6D Pose Estimation DATASETS

Instance Vs. Category

  • Instance :
  • Instance-level tasks usually treat each object as a class & need an exact 3D model for each object.
  • These datasets treat an object as a class and the objects in their test set are seen in the training phrase.
  • Challenges of Instances:

    • Viewpoint variability (VP)
    • Sampled the test scenes where target objects are located to produce sequences that are widely distributed in the pose space by [0 − 360] degree, [−180 − 180] degree, [−180 − 180] degree in the roll, pitch, and yaw angles, respectively.
    • As the pose space gets wider, the amount of data required for training a 6D estimator increases, in order to capture reasonable viewpoint coverage of the target object.

    • Texture-less objects (TL)

    • Texture is important information for RGB cameras, which can capture and represent a scene by 3 basic colors (channels): red, green and blue.
    • An object of interest can easily be distinguished from background or any other instances available in the scene, in case it is sufficiently textured.
    • Texture on the surface allows to define discriminative features to represent the interested object.
    • When objects are texture-less, this discriminative property disappears, and thus making methods strongly dependent on depth channel in order to estimate 6D poses of objects.

    • Occlusion (O)

    • One of the most common challenges observed in 6D object pose estimation.
    • Occlusion occurs when an object of interest is partly or completely blocked by other objects existing in the scene.
    • Naive occlusion is handled by either modelling it during an off-line training phase or engineering a part-based approach that infers the 6D pose of the object of interest from its unoccluded (occlusion-free) parts.
    • The existence of severe occlusion gives rise false positive estimations, degrading methods’ performance.

    • Severe Occlusion (SO)

    • Clutter (C)

    • Clutter is a challenge mainly associated with complicated backgrounds of images, in which existing objects of interest even cannot be detected by naked eye.
    • Several methods handle this challenge training the algorithms with cluttered background images.
    • Utilizing background images alleviates the generalization capability of methods, making those data-dependent.

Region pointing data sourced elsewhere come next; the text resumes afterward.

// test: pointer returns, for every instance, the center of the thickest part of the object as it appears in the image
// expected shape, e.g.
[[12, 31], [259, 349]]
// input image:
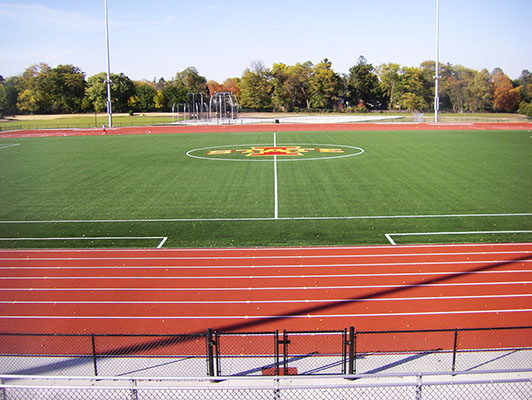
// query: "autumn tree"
[[363, 85], [122, 88], [482, 90], [34, 96], [192, 81], [390, 81], [505, 96], [144, 97], [66, 85], [256, 87], [324, 85]]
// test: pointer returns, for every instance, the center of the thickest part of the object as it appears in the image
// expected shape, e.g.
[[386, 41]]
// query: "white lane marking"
[[487, 296], [299, 276], [265, 288], [192, 317]]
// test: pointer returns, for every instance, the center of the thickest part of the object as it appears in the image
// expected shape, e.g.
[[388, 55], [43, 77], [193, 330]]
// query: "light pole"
[[109, 108], [437, 86]]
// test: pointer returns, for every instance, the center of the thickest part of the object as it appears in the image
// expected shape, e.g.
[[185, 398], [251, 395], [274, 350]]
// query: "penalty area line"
[[162, 239], [252, 219]]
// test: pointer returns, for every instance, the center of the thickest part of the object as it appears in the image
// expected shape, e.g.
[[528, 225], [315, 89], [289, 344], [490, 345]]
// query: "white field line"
[[488, 246], [366, 217], [221, 277], [264, 288], [486, 296], [5, 146], [389, 235], [191, 317], [161, 238]]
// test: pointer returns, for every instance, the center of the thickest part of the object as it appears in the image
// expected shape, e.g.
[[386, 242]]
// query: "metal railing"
[[267, 353], [414, 387]]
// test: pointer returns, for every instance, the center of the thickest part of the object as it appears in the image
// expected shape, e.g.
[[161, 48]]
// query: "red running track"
[[268, 128], [263, 289]]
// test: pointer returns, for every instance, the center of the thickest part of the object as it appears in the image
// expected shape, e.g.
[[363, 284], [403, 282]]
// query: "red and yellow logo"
[[274, 151]]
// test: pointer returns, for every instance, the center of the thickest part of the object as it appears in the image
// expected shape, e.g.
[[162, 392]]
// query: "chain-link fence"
[[360, 387], [267, 353]]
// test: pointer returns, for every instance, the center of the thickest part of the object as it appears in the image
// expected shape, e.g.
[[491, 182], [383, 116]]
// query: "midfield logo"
[[274, 151]]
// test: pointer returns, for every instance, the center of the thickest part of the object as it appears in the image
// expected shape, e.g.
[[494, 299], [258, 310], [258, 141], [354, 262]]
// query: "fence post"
[[454, 349], [134, 391], [352, 351], [2, 391], [210, 353], [94, 355]]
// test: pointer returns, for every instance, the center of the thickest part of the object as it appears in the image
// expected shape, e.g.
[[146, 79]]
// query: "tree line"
[[305, 86]]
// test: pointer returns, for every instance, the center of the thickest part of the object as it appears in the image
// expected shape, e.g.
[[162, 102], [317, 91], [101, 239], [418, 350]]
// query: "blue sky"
[[158, 38]]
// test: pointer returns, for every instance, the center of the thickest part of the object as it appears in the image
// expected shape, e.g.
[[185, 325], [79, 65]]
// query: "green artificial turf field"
[[336, 188]]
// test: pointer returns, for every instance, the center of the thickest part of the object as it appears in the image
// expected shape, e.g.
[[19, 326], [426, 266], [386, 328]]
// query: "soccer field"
[[266, 189]]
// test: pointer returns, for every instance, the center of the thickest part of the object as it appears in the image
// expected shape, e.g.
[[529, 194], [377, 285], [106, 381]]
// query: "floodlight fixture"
[[437, 75], [109, 106]]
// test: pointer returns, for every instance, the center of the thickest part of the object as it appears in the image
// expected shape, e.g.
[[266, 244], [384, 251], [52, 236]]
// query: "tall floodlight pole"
[[437, 87], [109, 108]]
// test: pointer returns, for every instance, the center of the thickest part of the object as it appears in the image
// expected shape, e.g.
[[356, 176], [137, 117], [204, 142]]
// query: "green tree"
[[281, 99], [122, 88], [458, 86], [390, 81], [412, 89], [363, 85], [193, 81], [482, 92], [145, 93], [174, 93], [159, 101], [35, 96], [324, 85], [255, 87], [524, 83], [505, 96], [66, 85]]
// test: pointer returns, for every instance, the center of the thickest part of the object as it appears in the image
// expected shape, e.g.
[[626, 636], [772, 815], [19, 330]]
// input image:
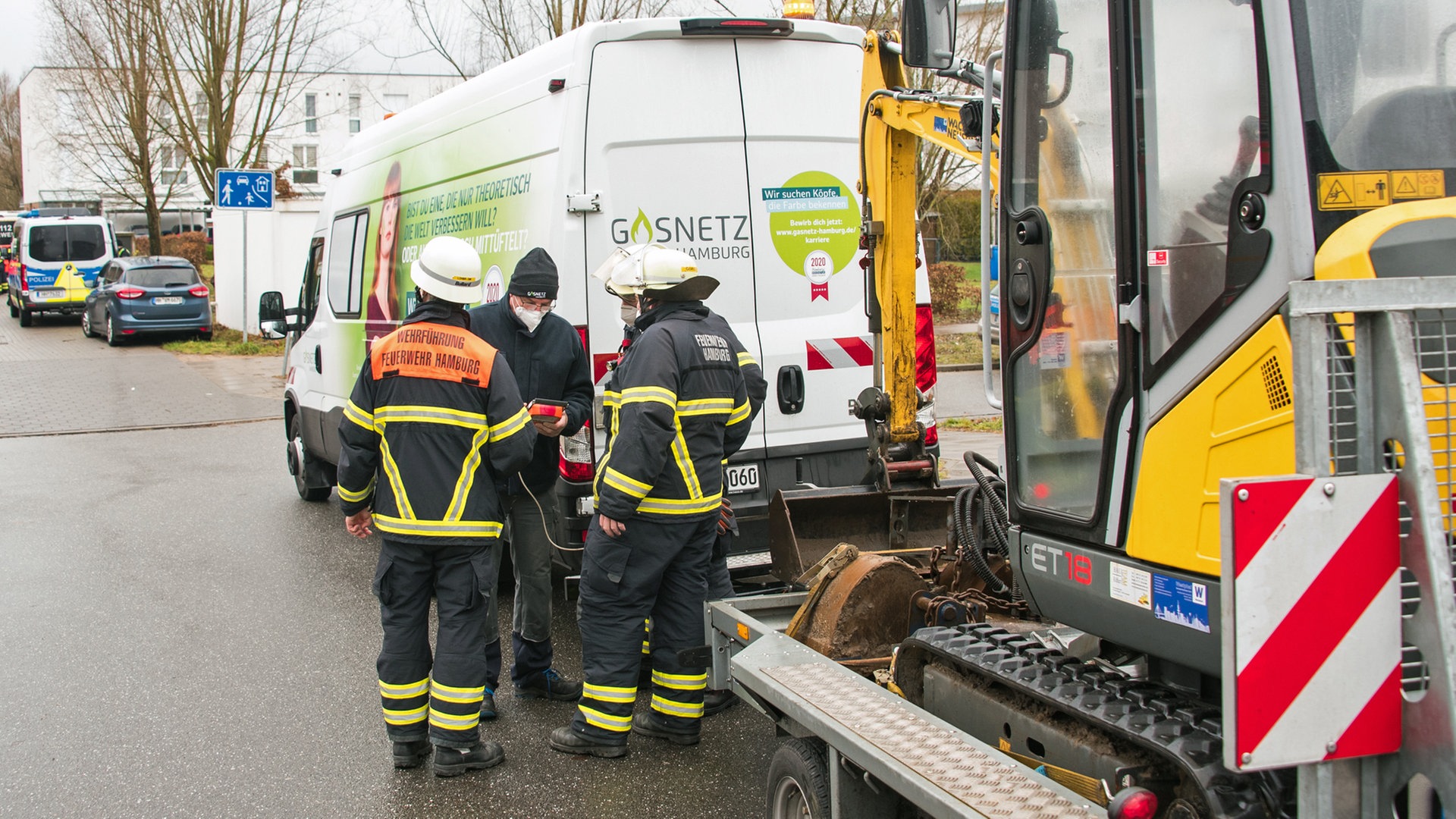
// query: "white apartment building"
[[325, 112]]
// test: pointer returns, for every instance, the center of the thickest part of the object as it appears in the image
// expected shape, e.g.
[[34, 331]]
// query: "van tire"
[[299, 457], [799, 781]]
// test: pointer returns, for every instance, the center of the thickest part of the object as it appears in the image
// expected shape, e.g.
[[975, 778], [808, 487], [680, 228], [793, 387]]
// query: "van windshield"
[[67, 242]]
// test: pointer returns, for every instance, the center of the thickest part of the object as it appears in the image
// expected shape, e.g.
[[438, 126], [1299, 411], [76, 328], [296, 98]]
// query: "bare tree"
[[232, 71], [476, 34], [9, 143], [940, 171], [112, 98]]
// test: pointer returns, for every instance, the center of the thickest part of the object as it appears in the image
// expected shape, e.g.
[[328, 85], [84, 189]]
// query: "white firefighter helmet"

    • Similar-looking distractors (SLD)

    • Similar-looking distractors along with similar looking object classes is one of the biggest challenges observed in 6D object pose recovery.
    • In case the similarity is in depth channel, 6D pose estimators are strongly confused because of the lack of discriminative selection of shape features.
    • The lacking in shape is compensated by RGB in case there is no color similarity.

    • Multiple Instance (IM)

    • Bin Picking (BP)

  • Category :

  • Category-level tasks target at generalization for the unseen objects without exact 3D models.
  • These datasets treat the objects from the same category as a class, so their test set with unseen objects focuses on evaluation for the generalization ability.
  • Challenges of Category:

    • Distribution shift among source and target
    • Any 6D pose estimation working at the level of categories is tested on the instances in target domain.
    • The objects in the target domain are different than that are of the source domain, there is a shift between the marginal probability distributions of these two domains.
    • Additionally, this distribution shift itself also changes as the instances in the target domain are unseen to the 6D pose estimator.

    • High intra-class variations

    • Despite the fact that instances from the same category typically have similar physical properties, they are not exactly the same.
    • Texture and color variations are seen in RGB channel, geometry and shape discrepancies are observed in depth channel.
    • Geometric dissimilarities are related to scale and dimensions of the instances, and shape-wise, they appear different in case they physically have extra parts out of the common ones.
    • Category-level 6D object pose estimators handle intra-class variation during training using the data that are of the instances belonging to the source domain.

Note: instances’ challenges can also be observed at level of categories, but not the other way round.

NOCS: normalized object coordinate space, renders the object’s local XYZ space to RGB with Alpha indicating whether the object exists within the pixel.